After covering basic ideas of torque production in motors using simple algebra, motor drive basics are introduced, with emphasis upon higher-power control, using thyristors for turn-on angle control. This can produce an average voltage in much the same way PWMing does. The most basic BJT and MOSFET power driver circuits are included along with discussion of thermal management. All this is very introductory.
In Chapter 3, dc motors are explained in somewhat more detail, with emphasis upon an intuitive understanding of the various mechanisms (such as armature reaction, the effect of the winding B-field on the force-producing field) without much math to quantify them. Others include four-quadrant and regenerative drive and dynamic braking.
Chapter 4 introduces the idea of motor control, with some feedback. Again, only basic ideas are introduced. Chapters 5 and 6 get into induction motors and simple forms of their control, such as soft starting, plug reversal and injection braking.
From an engineering standpoint, Chapter 7 becomes more interesting: it covers basic transformer theory for the purpose of giving an induction motor equivalent circuit. Induction motor control schemes briefly describe vector or field-oriented control, but without providing much insight into its basic principles. Cycloconverters are also briefly explained.
Succeeding chapters cover stepping motors, PMS, and VR motors. For practical use of motors, the book concludes with a chapter on motor and drive selection. The appendix is a basic tutorial on feedback control theory.

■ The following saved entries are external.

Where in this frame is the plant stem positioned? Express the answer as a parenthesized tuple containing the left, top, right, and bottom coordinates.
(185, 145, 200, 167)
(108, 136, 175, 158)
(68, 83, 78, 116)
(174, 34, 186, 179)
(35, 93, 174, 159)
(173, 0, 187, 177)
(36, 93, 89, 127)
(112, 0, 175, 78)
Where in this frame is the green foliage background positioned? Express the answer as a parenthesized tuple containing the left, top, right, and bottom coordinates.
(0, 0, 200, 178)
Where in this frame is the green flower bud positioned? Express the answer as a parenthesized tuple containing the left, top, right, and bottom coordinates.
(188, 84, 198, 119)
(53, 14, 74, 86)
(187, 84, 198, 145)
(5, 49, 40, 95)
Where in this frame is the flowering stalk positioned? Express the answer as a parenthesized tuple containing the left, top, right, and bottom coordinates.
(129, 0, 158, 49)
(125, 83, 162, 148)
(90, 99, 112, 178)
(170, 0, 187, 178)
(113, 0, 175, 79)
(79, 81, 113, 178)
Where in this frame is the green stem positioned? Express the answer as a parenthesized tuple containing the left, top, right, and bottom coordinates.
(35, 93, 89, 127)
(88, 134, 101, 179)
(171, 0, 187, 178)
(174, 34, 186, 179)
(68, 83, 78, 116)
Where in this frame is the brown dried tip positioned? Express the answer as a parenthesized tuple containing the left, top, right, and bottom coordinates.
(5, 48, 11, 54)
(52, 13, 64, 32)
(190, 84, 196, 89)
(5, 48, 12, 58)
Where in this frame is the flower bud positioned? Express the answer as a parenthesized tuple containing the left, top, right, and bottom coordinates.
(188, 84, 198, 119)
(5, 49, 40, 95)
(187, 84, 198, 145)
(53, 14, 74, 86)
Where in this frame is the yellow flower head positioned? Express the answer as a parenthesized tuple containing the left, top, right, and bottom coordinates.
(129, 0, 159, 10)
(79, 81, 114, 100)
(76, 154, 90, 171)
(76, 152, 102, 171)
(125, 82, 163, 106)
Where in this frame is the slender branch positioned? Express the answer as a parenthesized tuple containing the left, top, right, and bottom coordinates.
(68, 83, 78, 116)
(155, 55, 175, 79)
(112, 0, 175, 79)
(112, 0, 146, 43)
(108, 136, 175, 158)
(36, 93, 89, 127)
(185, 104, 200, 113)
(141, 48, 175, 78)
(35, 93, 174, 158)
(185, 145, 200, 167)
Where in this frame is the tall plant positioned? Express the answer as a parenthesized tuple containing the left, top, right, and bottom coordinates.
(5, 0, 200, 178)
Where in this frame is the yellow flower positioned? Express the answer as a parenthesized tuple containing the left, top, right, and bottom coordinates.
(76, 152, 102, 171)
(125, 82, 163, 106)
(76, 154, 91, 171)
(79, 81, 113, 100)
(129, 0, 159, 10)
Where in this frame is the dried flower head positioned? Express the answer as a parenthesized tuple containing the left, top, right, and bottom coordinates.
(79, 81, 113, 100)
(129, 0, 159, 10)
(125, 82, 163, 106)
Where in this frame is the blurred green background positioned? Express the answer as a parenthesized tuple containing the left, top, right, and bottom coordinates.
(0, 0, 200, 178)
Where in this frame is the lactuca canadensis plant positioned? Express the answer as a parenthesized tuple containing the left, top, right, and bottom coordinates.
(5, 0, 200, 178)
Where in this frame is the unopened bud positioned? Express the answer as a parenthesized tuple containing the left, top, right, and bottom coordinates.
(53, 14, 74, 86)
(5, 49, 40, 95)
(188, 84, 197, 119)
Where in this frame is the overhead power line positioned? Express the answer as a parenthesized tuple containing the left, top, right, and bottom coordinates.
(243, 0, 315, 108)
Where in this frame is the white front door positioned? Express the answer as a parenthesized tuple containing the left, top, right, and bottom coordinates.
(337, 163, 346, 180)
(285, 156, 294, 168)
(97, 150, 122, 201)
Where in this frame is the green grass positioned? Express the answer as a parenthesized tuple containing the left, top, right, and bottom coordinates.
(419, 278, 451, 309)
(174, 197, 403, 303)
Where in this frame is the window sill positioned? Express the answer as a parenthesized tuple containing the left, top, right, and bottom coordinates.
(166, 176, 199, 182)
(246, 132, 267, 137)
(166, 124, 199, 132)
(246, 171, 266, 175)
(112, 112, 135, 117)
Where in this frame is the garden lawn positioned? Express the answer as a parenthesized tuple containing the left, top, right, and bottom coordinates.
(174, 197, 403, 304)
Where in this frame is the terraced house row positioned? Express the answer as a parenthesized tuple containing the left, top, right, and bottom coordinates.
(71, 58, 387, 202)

The author perpetuates some obsolete language (such as emf) and emphasizes well-established ideas in motors and their control. He writes with long-term experience. I would regard the book as a light but broad coverage of many motor and drive concepts that have been around for a long time. It falls far short of engineering depth but does offer to a novice a broad overview -- a place to start in learning about motors and drives.